New Materials, Methods, and Molecules for Microelectronic and Molecular Electronic Devices

摘要

This dissertation reports a variety of new methods and materials for the fabrication of electronic devices. Particular emphasis is placed on low-cost, solution based methods for flexible electronic device fabrication, and new substrates and molecules for molecular electronic tunnel junctions. Chapter 2 reports a low-cost, solution based method for depositing patterned metal circuitry onto a variety of flexible polymer substrates. Microcontact printing an aluminum (III) porphyrin complex activates selected areas of an oxidized polymer substrate to electroless copper metallization. Chapter 3 reports a new transparent conductive electrode for use in optoelectronic devices.
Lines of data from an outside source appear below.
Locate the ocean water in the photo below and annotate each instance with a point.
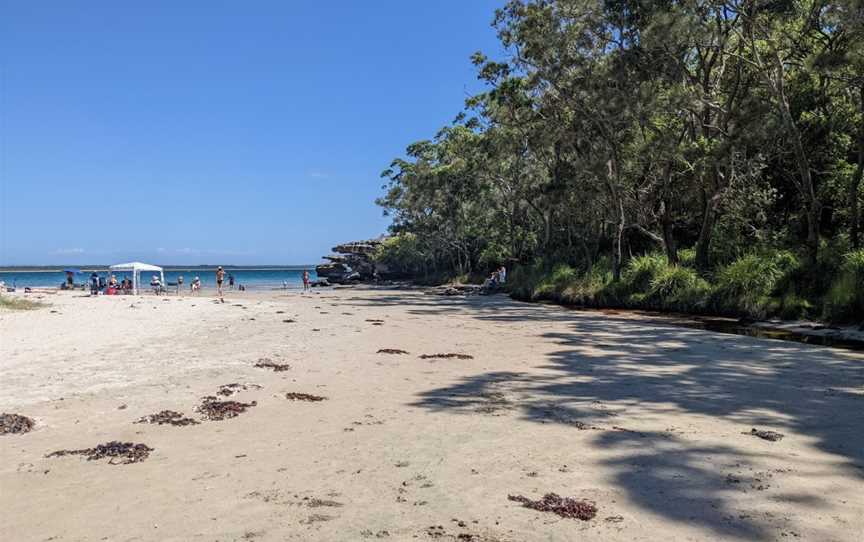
(252, 279)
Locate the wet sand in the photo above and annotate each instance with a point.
(650, 422)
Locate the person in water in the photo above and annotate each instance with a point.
(220, 277)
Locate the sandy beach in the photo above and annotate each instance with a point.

A highly conductive, transparent silver nanowire network is embedded at the surface of an optical adhesive, which can be applied to a variety of rigid and flexible polymer substrates. Chapter 4 describes a new approach to the self-assembly of mesoscale components into two-dimensional arrays. Unlike most previously reported self-assembly motifs, this method is completely dry; eliminating solvent makes this method compatible with the assembly of electronic components. Chapter 5 describes a new class of self-assembled monolayer (SAM) on gold formed from dihexadecyldithiophosphinic acid ((C 16 ) 2 DTPA) adsorbate molecules. The binding and structure (C 16 ) 2 DTPA SAMs is dependent upon the roughness and morphology of the underlying gold substrate. Chapter 6 investigates the influence of chain length on the binding and structure of dialkyl-DTPA SAMs on smooth, template-stripped (TS) gold. Binding of the DTPA head group is independent of the length of the alkyl chain, while the structure of the organic layer has a counter-intuitive dependence: As the length of the alkyl chain increases, these SAMs become more disordered and liquid-like. Chapter 7 describes the fabrication of ultra smooth gold substrates using chemical mechanical polishing (CMP). These substrates are smooth, uniform, and prove to be ideal candidates for bottom electrodes within SAM-based molecular electronic tunnel junctions. Chapter 8 investigates the charge transport properties of new diphenyldithiophosphinic acid (Ph 2 DTPA) SAMs on TS gold within metal-SAM//Ga 2 O 3 /EGaIn molecular tunnel junctions. A computational investigation provides insight into the electronic structure of the junction.